Dimensionality reduction can mean (i) select some variables and remove others, or (ii) find groups of variables and combine the variables in each group into a univariate variable. For nominal variables, you can certain to (i), and parallel coordinates plot can help you with this task. For (ii) you can use some statistical measures to help identify groups of variables, and formulate functions for combining variables (e.g., using OR, AND, XOR, NOT), and transform these to a new nominal variable, ordered ranking, or numerical variable. Because good analysts understand the semantics of these variables, they can define such functions more intelligently than a data mining algorithm that usually does not have such knowledge. Mathematically, human knowledge is a collection of variables, which an algorithm usually does not know.

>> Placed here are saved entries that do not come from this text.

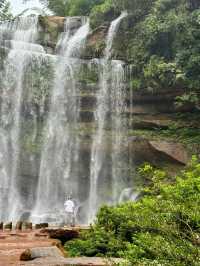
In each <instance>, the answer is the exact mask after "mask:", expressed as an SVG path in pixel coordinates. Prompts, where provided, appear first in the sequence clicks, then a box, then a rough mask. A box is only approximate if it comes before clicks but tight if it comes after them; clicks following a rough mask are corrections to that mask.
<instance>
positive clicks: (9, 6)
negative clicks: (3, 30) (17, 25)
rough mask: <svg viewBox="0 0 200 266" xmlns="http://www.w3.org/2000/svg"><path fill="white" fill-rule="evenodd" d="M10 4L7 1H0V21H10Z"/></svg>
mask: <svg viewBox="0 0 200 266" xmlns="http://www.w3.org/2000/svg"><path fill="white" fill-rule="evenodd" d="M11 18H12V14H11V11H10V2H9V1H7V0H0V21H3V20H7V19H11Z"/></svg>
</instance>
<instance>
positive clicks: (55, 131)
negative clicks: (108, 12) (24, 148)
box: [33, 18, 89, 222]
mask: <svg viewBox="0 0 200 266" xmlns="http://www.w3.org/2000/svg"><path fill="white" fill-rule="evenodd" d="M73 20H74V18H67V19H66V24H65V34H64V36H62V38H61V40H60V41H59V42H58V45H57V46H58V48H59V49H60V55H59V61H58V63H57V66H56V71H55V80H54V87H53V91H52V98H51V105H50V111H49V116H48V120H47V126H46V129H45V134H44V136H45V142H44V147H43V152H42V156H41V166H40V175H39V184H38V193H37V202H36V206H35V209H34V212H33V219H35V220H36V221H38V220H39V219H48V220H50V219H51V218H52V219H53V218H54V221H57V222H58V221H59V218H61V221H62V215H63V211H62V210H63V202H64V200H65V197H66V195H69V194H71V193H73V196H75V197H76V198H77V197H78V195H77V193H78V182H77V178H76V175H77V169H78V164H77V162H78V153H79V149H78V146H79V143H78V139H77V133H76V131H77V122H78V116H79V108H80V106H79V102H78V101H77V94H78V93H77V86H76V78H75V75H76V73H77V72H78V69H79V67H80V64H81V61H80V60H79V59H78V56H79V52H80V50H81V48H82V46H83V44H84V40H85V39H86V37H87V35H88V33H89V22H88V21H86V19H85V18H82V23H81V24H82V25H80V28H78V29H77V30H76V32H75V33H74V32H73V31H72V29H71V25H73ZM44 188H45V189H44ZM60 211H61V212H60ZM41 216H42V217H43V218H41ZM44 217H46V218H44Z"/></svg>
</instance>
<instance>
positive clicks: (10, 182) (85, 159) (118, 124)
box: [0, 12, 134, 223]
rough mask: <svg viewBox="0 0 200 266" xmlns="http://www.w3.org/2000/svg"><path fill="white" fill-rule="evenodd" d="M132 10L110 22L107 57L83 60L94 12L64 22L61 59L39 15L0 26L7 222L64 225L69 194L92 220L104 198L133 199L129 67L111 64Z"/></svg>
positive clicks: (61, 42)
mask: <svg viewBox="0 0 200 266" xmlns="http://www.w3.org/2000/svg"><path fill="white" fill-rule="evenodd" d="M126 16H127V13H126V12H123V13H122V14H121V15H120V16H119V17H118V18H117V19H116V20H114V21H113V22H112V23H111V25H110V28H109V31H108V34H107V39H106V48H105V51H104V56H103V58H102V59H94V58H93V59H91V60H90V59H89V60H86V59H85V60H84V59H81V58H82V57H81V52H82V49H84V48H85V40H86V38H87V36H88V34H89V21H88V19H87V18H84V17H82V18H81V17H71V18H70V17H68V18H66V19H65V24H64V32H62V33H61V34H60V37H59V40H57V45H56V48H55V52H56V54H54V55H49V54H47V53H46V52H45V49H44V47H43V46H41V45H39V42H40V41H41V35H40V34H41V28H40V26H39V25H40V24H39V23H38V22H39V21H38V17H26V18H18V19H15V20H14V21H13V22H5V23H3V24H0V52H1V49H3V55H2V54H0V56H1V58H3V63H2V65H1V68H0V108H1V109H0V220H3V221H6V220H13V221H17V220H20V219H22V220H24V219H26V220H27V219H31V221H32V222H52V223H59V222H62V221H63V218H64V208H63V202H64V200H65V197H66V196H68V195H72V197H73V198H74V199H75V200H76V206H77V217H78V222H81V223H87V222H92V221H93V220H94V218H95V215H96V212H97V210H98V208H99V207H100V206H101V204H103V203H106V204H110V205H113V204H117V203H118V202H119V201H123V200H125V199H127V198H131V199H132V198H134V196H132V194H133V193H132V190H131V188H130V187H131V183H130V174H129V173H128V170H129V166H128V153H127V150H128V147H127V131H128V128H127V117H126V98H127V95H126V94H127V86H126V83H127V81H126V65H125V63H124V62H122V61H119V60H111V58H112V49H113V42H114V40H115V37H116V35H117V32H118V29H119V27H120V23H121V21H122V19H123V18H125V17H126ZM38 24H39V25H38ZM45 34H46V33H45ZM45 38H46V36H45ZM45 40H46V39H45ZM47 50H48V49H47ZM51 51H52V50H51ZM90 82H91V83H90ZM93 114H94V121H93ZM87 115H88V116H87ZM82 130H83V132H82ZM84 130H85V131H84ZM82 133H83V134H82ZM120 195H121V196H120Z"/></svg>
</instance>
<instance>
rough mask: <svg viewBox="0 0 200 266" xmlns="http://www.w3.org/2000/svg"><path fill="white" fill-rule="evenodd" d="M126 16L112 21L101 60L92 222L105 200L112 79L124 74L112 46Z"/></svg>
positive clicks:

If you really keen on algorithmic help, you may consider to use a decision tree and random forest algorithm. The resulting decision tree essentially selects “important” variables, and organise them into a tree to represent the level of importance. The underlying mathematics is entropy calculation, which is about “information”. Importance implies information preservation. If your data is sparse, entropy calculation (like all types of stats) will not be accurate, humans can use visualization to address this problem. Please see: G. K. L. Tam, et al. “An analysis of machine- and human-analytics in classification.” IEEE Transactions on Visualization and Computer Graphics, 23(1):71-80, 2017.

Of course, the data mining community has their own forum for offering advice on algorithmic solutions usually without using much visualization or human knowledge.